Дневник Рыжего - страница 23



Меня так пёрло от всей этой общественной лагерной суеты, что я сам вызвался рисовать стенгазету, хотя в школе своих художественных способностей едва наскребал на тройку. Ну и Нина. Я участвовал везде ещё и для того, чтобы быть рядом с ней. Она выделила меня в первый же день. Тогда уже нужно было задуматься. Были в нашем отряде пацаны «папиной» разновидности с бицухами и даже почти усами. Что-то у них там колосилось под носом и кололось на подбородке. Я до сих пор не бреюсь и не строю иллюзий насчёт своей конопатости. Почему же я?

Нина, кстати, на свои двадцать тоже не тянула. Ростом с меня, никаких выдающихся объёмов, ещё и стрижка короткая. Полная противоположность Лили. Та такая девочка-девочка. Даже сравнивать их странно и как-то стыдно. За себя стыдно. Словно я предал свою большую любовь к Лиле, так легко и просто влюбившись в другую девушку. Не ожидал от себя такого.
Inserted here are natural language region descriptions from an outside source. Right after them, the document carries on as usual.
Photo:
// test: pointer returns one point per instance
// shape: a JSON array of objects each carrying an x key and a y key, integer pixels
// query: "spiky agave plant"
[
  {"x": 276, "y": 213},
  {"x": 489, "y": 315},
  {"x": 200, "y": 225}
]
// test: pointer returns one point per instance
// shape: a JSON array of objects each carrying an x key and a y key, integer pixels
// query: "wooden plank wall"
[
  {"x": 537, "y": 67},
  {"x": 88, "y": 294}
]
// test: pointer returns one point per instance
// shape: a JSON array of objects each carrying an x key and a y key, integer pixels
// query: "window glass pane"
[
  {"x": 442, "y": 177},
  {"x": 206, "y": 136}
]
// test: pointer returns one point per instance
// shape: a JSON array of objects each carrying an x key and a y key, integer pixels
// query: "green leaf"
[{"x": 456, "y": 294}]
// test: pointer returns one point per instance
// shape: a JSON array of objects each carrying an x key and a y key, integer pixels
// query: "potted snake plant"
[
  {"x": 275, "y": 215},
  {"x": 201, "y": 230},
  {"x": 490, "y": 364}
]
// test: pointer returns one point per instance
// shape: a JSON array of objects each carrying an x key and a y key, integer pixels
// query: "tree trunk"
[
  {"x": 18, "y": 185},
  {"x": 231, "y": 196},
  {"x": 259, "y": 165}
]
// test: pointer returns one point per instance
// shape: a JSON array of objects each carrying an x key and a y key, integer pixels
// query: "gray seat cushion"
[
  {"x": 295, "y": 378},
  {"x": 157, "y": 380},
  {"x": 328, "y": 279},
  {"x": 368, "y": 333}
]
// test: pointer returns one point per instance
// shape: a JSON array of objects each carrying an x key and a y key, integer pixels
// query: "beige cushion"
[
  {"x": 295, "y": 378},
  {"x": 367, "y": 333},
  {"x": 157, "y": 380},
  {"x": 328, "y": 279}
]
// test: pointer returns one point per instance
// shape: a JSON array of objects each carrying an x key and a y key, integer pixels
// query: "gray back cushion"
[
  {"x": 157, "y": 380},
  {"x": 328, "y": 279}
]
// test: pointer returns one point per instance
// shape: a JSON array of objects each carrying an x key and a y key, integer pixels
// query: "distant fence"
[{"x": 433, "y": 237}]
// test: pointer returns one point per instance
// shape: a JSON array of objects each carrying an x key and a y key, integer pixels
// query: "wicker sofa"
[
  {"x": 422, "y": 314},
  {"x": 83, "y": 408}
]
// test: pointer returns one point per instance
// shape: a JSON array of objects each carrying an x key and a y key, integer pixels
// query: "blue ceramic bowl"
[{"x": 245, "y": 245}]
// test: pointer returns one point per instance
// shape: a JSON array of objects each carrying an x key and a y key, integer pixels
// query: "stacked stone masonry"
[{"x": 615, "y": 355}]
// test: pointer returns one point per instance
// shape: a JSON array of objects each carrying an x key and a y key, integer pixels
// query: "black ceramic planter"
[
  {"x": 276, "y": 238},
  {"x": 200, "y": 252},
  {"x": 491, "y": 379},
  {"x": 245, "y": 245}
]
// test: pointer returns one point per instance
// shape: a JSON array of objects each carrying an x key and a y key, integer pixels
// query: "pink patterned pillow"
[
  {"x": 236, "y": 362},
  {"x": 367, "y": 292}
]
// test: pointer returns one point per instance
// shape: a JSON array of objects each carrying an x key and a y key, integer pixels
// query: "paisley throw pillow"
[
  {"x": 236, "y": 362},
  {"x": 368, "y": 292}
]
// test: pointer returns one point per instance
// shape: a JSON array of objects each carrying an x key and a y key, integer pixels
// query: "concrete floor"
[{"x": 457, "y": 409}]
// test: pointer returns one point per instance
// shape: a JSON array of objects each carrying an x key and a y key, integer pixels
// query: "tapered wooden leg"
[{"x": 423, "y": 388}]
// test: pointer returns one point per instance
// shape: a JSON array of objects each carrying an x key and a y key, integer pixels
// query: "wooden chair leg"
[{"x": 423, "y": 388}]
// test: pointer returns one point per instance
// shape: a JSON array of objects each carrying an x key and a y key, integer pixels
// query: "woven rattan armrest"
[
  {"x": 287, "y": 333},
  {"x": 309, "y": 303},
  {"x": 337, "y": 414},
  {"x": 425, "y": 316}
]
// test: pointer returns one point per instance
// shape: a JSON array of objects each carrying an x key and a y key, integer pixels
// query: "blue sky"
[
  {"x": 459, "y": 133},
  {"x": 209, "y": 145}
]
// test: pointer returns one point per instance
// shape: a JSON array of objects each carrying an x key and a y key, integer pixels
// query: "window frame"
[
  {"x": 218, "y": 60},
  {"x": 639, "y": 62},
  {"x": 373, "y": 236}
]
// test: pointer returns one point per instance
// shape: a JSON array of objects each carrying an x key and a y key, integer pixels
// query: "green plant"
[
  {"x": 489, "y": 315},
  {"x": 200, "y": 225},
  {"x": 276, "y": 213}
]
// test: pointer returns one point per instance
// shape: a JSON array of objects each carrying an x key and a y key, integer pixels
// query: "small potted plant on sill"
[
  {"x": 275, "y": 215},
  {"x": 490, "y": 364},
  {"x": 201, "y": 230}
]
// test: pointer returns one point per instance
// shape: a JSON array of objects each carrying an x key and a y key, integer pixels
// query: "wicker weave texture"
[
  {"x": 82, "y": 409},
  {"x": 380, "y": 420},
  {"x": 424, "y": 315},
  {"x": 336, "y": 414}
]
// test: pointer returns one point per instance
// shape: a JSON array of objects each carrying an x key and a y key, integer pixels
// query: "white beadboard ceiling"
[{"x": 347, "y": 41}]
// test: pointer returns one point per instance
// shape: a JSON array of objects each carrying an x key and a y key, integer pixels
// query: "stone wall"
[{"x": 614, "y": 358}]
А ещё говорят, что люди, даже когда притворяются, в душе всегда знают, на что они способны. Я себя удивил, конечно. Буду знать, что я, оказывается, очень влюбчивый.
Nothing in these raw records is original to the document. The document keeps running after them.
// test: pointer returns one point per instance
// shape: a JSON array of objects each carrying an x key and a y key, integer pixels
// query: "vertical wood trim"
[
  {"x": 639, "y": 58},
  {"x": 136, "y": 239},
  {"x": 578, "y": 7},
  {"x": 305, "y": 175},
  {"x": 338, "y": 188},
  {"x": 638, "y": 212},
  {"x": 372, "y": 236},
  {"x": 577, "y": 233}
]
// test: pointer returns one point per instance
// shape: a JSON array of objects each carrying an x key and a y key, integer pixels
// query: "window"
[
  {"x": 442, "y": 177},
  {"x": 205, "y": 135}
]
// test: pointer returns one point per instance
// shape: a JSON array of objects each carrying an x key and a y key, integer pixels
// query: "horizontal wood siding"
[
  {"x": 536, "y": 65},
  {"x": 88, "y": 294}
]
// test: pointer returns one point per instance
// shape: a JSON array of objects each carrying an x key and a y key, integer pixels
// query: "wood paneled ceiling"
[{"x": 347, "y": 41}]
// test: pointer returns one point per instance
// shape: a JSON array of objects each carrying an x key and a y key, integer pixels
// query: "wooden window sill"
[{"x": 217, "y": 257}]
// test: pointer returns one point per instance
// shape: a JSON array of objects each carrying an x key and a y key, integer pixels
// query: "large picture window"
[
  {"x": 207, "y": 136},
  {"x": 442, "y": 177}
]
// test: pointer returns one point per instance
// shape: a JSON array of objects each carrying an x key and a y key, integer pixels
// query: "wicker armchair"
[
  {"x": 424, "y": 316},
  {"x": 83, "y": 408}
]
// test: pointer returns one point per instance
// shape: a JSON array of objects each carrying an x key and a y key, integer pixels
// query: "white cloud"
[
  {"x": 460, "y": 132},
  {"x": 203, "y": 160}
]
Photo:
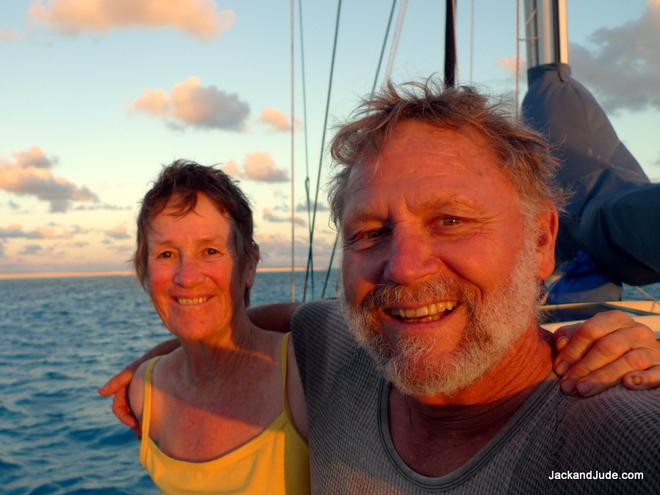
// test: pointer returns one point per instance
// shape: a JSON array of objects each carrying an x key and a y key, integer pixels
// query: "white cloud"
[
  {"x": 623, "y": 69},
  {"x": 275, "y": 118},
  {"x": 200, "y": 18},
  {"x": 260, "y": 166},
  {"x": 10, "y": 35},
  {"x": 30, "y": 174},
  {"x": 191, "y": 104},
  {"x": 232, "y": 168},
  {"x": 271, "y": 216},
  {"x": 117, "y": 233}
]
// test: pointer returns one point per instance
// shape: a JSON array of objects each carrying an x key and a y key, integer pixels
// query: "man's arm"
[
  {"x": 275, "y": 317},
  {"x": 118, "y": 384},
  {"x": 605, "y": 350}
]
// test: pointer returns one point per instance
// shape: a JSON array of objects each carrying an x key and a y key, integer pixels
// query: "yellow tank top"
[{"x": 274, "y": 462}]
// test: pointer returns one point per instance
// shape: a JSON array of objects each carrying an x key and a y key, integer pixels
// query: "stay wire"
[
  {"x": 373, "y": 91},
  {"x": 325, "y": 127}
]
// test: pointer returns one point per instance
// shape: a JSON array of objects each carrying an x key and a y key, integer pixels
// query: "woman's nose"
[{"x": 188, "y": 273}]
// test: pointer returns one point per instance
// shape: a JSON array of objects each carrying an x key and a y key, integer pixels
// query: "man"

Нину с однокурсниками отправили в «Кавказ» проходить летнюю педагогическую практику. Она это называла «сослали в лагерь» и часто жаловалась, что не купила себе оценку, а реально сунулась в эту тюрьму. Блин, да ей, походу, скучно было, вот она и поиграла со мной. Спустя время кое-что видится яснее и почти не больно, скорее обидно.

Она говорила, что я прикольный и смешной. Что со мной весело. Прикольный? Игривая собачка, что ли? Она щекотала меня и все время спрашивала: есть ли у меня девушка? Нет бы соврать, а я все вывалил. Больше всего её позабавило, что я в шестнадцать лет ни с кем не целовался. Да с кем бы я целовался? Она же видела меня. Рыжий и щуплый, а после первых же дней на пляже — повсеместно красный, фрагментами без шкуры. Если бы не Нина, может, я бы до тридцати лет проходил нецелованным. Естественно, я опозорился. В первый раз стукнулся с ней зубами, все не мог пристроить руки. Казалось, если сдвинусь немного, она посчитает меня слишком наглым, ещё шорты вздулись, что Нина, конечно, заметила.

После первого поцелуя мы стали уединяться везде, где можно и где нельзя. Я приходил к ней в комнату, когда там не было других вожатых, поджидал за поворотами коридоров, а как только темнело, поцелуйным становилось любое место. Мы рисковали и, честно говоря, обнаглели. Флиртовали и касались друг друга чуть ли не под носом у старшей вожатой и начальника смены. Её могли уволить, и ничем хорошим соблазнение пионера бы не закончилось. Тем более её однокурсники догадались довольно быстро. Скорее всего, сами были заняты тем же — соблазняли пионерок. Не знаю, как они отреагировали на нас с Ниной, мне ничего не говорили, только смотрели многозначительно и, как мне теперь кажется, с жалостью.

Как я не хотел, чтобы все это заканчивалось! Не буду хитрить, я надеялся на большее. Нина точно не вела себя как скромная барышня, позволяла пощупать и сама распускала руки. Какие же у неё холодные пальцы и острые ногти. Брр. Но дальше ничего не случилось. Правда, вчера во дворе я сказал совсем другое. Когда Саня стал хвастать рассказами о тренировочных сборах футболистов, я не сдержался и выложил краткий пересказ на тему: «Как я провёл лето». Соврал. Сказал, что с Ниной мы переспали.

А про позорную поездку не сказал ни слова. Когда смена закончилась, Нина уехала, а накануне ночью потискала меня до искр в глазах. Вот тогда я чуть не признался ей в любви. Придурок. Я уезжал в этот же день, но позже. Несколько часов бродил в трансе, прокручивая в голове все, что было с Ниной. Страдал, скучал, выл.